Музей революции
Шрифт:
Экран неуверенно пфыкнул. Сверху вниз сползало медленное изображение. Краски взбухшие, фактурные, со следами грубоватой кисти. Синее, сиреневое, розовое, нежное, телесное, воздушное и плотское… актриса Сара Бернар. Изображение застыло на минуту, дрогнуло, Сара заместилась загорелыми купальщиками: старозаветные хитрые лица, холмистая местность, белесая, перетекающая в синеву; издалека, навстречу купальщикам, но на самом деле к нам, а через нас и дальше — движется Мессия...
Очередная смена декораций. И еще. И еще. И опять.
Раздался веселый чпок, проявился пенный запах: это распоясавшийся Сольман открыл пивную банку и предложил залакировать.
Павел
— Как хотите, мне больше достанется, — по-русски возразил ему Сольман, выпил залпом и по-английски (чтобы получилось коротко и четко) рассказал про музейный проект. Выделено восемнадцать миллионов крон. Королевский фонд сканирует все главные картины мира — те, на которых держится цивилизация. Их выложат на общую платформу. Скорость интернета увеличится, и можно будет из любого города, да что из города! деревни! заходить на виртуальный склад и скачивать любые образы. Люди будут плавать в них, как плод в плаценте; переходя на английский, Сольман избегал искусственного просторечия, и говорил подчеркнуто литературно.

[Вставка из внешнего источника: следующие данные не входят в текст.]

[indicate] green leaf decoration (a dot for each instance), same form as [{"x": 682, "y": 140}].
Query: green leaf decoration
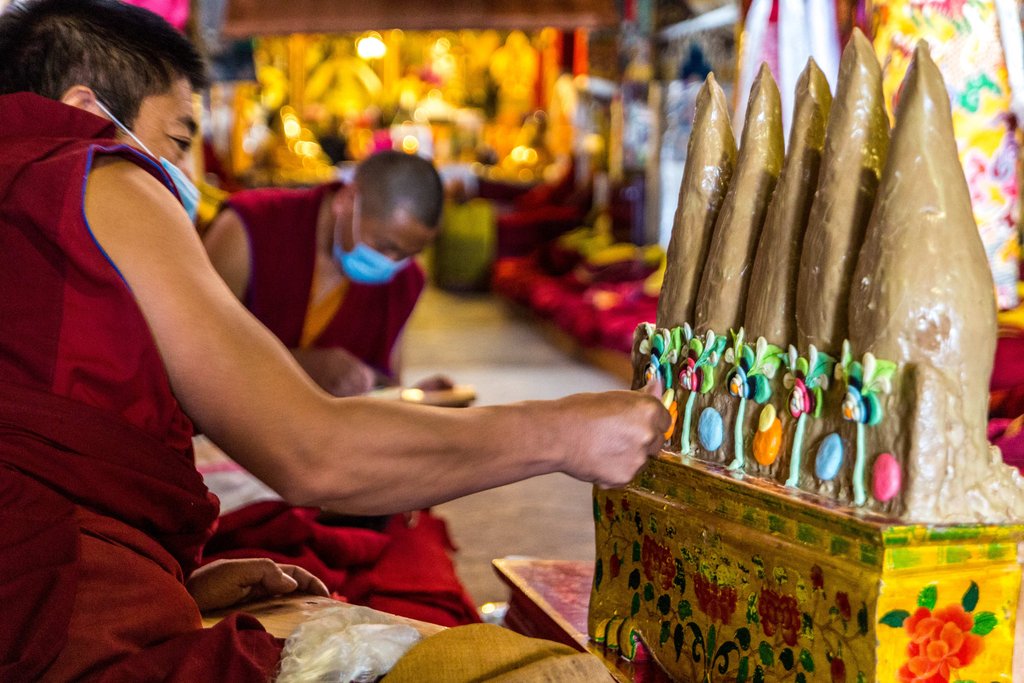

Павел смотрел на экран, потрясенный, счастливый. Как щенок, которого, мотая в воздухе, за шкирку отнесли во двор. Сколько новых впечатлений! Двор огромный! Из конца в конец бежать — не добежишь! Сердце бешено забилось, кровь прилила к голове, начало немного морозить, покручивать руки в запястьях, как в детстве при игре в крапивку; он успел насмешливо подумать: что за девическая впечатлительность? И плюхнулся на стул: внезапно подкосились ноги.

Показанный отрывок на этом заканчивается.